Of course, all simple classifications of complex systems are open to debate. In many cases a company may have components of several different business models included in their strategy and operation. Simply adding a service to a physical offering may not be enough to fully realise the company’s potential. Including intellectual property and sharing information via networks may give additional benefits. The book makes the point that many of the most valuable components in businesses, such as intellectual capital, can be enhanced through digitalisation and networking. The digital networks allow rapid development and spread of ideas, but they conclude that few existing businesses, based on traditional business models have managed the shift towards digital network assets. The examples given of network orchestrators are by and large companies that were set up to operate in that way from the start.

Perhaps that all feels a bit abstract, with eBay, Uber etc being very different business types than process industry companies. An example closer to home of a company using the power of digital networking is the Statoil Innovate. From time to time Statoil posts a technological challenge that they would like a solution to, and offer a cash prize for the best solution. The competition allows them to gather a lot of innovative solutions, and only reward the best one. Participants compete for the honour of a position on the leaderboard.

Machine learning between ships and icebergs

A recent Statoil Innovate challenge was to develop an intelligent image analysis system based on machine learning algorithms to distinguish between ships and icebergs on satellite images. This was hosted on Kaggle, a website that facilitates businesses to run machine learning competitions to solve practical problems. The community actively share advice on how to ‘tweak’ the code to achieve a good predictability. After developing the software on a training set over a few months, and possibly forming alliances with other participants, the submissions are tested on a larger set, and the accuracy of the predictions used to rank the submissions. The prize of $50 000 is cheap compared with the amount of effort invested by the 3343 teams. (Conservatively estimate 40 hours effort from each team at US$80/hour, = 11 million US$). At the same time the growth of knowledge acquired by the participants through the discussion forum gave them skills for their own businesses or studies. As such the prize money is largely irrelevant and could be replaced by a nice certificate….
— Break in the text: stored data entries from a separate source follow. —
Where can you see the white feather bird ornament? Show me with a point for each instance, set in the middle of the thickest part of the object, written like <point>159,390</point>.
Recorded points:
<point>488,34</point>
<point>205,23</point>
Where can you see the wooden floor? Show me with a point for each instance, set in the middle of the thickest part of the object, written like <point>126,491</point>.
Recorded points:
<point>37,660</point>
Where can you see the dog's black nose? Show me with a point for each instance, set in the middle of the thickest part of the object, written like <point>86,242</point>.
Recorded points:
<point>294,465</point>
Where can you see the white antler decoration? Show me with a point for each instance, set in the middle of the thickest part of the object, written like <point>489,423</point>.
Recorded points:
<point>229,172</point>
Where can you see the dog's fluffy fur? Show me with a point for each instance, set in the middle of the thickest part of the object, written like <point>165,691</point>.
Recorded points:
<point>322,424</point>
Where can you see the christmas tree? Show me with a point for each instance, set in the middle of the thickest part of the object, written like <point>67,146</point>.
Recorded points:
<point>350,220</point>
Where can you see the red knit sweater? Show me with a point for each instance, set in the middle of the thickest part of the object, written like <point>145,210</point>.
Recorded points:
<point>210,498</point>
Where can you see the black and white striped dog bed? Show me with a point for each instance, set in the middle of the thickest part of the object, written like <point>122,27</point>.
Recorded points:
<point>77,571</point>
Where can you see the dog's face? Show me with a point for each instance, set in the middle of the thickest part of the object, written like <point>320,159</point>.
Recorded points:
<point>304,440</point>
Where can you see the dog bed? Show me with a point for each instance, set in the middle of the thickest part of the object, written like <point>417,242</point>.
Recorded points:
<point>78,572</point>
Another example of using the power of networking of ideas was a post on LinkedIn by an employee of a dairy products company, who has the task of making a study of the potential of digitalisation for the dairy company. This would earlier have involved a period of literature searching and reading. In this case he made a post on LinkedIn, asking for people to submit practical examples of machine learning in businesses. For each submission he promised to send back a compiled list of the cases received.  This was sufficient motivation for a large number of people to send in submissions. Leveraging the power of networking for efficiency improvements.

This comes back to the initial question… is it sufficient to simply join a network, in order to obtain success?. Joining linked in will build a network of people you know, and expand it to include people they know. However, this generates low activity compared with using the network actively. Make a comment on a post and this usually leads to a faster growth of your network and exchange of ideas. Networking is not just about joining, but participating!.


Ross Wakelin
Northern Research Institute Narvik A.S.